Conclusion…I think as parents, particularly mothers of daughters, we need to really think about what we are teaching our daughters about diet. It has become really important to me as a mum to make sure I do not teach my daughter to juice fast for weight loss. Juicing is not a weight loss diet, it is a lifestyle, a clean living lifestyle. So I teach her about juicing for health, about using it as a way to prepare her body for weight loss.
As mums I think we also need to toss out those scales, and learn to rely on our own bodies to tell us that we need to treat ourselves with more love. Does that sound preachy? I hope not.
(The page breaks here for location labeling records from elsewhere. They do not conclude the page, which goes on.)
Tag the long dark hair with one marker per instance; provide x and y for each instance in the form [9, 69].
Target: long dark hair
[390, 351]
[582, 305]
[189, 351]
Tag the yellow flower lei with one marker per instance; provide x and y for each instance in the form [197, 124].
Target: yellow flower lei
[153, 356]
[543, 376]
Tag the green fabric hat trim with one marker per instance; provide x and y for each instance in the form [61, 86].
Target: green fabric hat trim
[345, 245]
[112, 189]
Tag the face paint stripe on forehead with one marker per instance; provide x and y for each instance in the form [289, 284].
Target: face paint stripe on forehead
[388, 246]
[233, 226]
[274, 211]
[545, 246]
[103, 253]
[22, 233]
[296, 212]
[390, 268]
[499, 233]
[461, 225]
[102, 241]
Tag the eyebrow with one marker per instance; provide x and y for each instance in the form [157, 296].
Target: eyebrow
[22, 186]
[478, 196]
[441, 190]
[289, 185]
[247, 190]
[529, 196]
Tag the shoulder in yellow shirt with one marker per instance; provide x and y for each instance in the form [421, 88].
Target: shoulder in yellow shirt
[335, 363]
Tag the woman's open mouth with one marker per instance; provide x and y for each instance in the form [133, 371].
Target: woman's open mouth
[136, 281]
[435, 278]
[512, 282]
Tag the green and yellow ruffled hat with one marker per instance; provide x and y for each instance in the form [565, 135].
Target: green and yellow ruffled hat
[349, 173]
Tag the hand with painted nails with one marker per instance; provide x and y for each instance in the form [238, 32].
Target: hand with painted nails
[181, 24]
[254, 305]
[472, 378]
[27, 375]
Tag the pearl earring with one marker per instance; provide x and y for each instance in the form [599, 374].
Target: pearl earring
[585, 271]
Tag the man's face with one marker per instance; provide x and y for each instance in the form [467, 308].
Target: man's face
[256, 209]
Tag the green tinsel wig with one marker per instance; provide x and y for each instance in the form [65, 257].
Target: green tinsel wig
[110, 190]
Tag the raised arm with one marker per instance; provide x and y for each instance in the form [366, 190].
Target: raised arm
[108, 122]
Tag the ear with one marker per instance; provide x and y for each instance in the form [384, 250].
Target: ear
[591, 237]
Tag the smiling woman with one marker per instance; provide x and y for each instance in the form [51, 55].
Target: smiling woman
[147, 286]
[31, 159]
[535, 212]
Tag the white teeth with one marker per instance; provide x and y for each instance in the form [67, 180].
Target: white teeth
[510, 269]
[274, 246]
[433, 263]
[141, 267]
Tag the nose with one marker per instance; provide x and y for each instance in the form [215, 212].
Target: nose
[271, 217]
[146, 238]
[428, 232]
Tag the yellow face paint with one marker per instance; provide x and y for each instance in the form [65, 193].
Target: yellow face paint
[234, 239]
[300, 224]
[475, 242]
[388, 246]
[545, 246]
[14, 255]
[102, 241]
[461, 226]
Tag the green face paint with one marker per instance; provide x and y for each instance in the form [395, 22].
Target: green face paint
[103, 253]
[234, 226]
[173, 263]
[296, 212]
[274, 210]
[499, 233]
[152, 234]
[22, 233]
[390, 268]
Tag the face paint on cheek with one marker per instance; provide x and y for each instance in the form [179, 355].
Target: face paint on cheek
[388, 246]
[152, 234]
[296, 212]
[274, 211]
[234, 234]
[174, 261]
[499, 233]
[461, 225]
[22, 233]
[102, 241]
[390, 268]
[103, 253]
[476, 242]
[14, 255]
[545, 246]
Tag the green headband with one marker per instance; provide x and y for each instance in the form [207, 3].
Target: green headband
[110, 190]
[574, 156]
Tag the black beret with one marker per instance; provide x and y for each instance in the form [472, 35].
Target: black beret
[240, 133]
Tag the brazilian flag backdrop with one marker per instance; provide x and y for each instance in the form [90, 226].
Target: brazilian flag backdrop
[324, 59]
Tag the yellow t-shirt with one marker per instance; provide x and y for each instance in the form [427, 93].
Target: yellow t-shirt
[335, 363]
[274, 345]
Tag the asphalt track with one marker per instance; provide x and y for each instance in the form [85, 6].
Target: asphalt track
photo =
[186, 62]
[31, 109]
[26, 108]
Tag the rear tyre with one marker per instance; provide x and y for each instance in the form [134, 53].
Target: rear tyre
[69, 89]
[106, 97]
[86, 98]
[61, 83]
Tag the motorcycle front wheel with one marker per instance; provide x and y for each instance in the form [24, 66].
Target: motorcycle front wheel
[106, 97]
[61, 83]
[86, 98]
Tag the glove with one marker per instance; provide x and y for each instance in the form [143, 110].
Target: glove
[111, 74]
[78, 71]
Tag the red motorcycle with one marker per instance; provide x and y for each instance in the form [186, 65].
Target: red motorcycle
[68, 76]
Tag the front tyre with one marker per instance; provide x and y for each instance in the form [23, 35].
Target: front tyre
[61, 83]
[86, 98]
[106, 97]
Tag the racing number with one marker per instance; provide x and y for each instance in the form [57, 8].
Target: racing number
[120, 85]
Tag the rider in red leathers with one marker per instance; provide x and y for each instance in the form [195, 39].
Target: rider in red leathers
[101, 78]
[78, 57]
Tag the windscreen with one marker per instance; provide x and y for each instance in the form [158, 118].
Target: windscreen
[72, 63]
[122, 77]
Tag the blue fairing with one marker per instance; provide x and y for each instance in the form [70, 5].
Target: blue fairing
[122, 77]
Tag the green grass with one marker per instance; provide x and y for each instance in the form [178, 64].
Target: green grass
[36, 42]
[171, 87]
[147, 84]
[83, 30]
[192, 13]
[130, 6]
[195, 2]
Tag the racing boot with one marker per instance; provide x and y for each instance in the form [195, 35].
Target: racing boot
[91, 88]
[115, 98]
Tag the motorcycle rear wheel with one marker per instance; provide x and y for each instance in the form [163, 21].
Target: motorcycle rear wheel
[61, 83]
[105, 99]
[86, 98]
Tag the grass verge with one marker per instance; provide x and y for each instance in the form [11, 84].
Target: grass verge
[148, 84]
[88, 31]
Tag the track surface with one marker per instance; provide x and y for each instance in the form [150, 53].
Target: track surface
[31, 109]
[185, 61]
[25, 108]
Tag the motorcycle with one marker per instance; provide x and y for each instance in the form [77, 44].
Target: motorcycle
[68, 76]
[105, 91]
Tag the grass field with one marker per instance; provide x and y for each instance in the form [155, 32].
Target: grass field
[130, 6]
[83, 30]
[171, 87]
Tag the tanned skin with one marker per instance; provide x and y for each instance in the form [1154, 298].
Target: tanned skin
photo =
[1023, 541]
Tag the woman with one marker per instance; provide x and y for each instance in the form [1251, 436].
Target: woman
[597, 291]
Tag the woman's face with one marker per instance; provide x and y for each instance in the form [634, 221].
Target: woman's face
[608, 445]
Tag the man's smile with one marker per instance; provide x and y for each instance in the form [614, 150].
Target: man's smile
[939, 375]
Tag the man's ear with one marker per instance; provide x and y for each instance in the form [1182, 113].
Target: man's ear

My ex husband often implies I have failed in some way by not making our baby girl more self image conscious but me, I’m thankful for it. Our baby girl has the most amazing sense of social justice, is a deep thinker, a lover of all underdogs, and an absolutely amazing creative artist. Yes, she needs to lose weight. She needs to love herself as much as she loves others, but I know she will get there, because I am finally leading by example.
But what about my initial question, is health and beauty mutually exclusive? Can you be overweight and still healthy? Can you be overweight and beautiful? Can you be overweight and beautiful if you’re NOT healthy…I guess it depends on your idea of beauty. What do you think?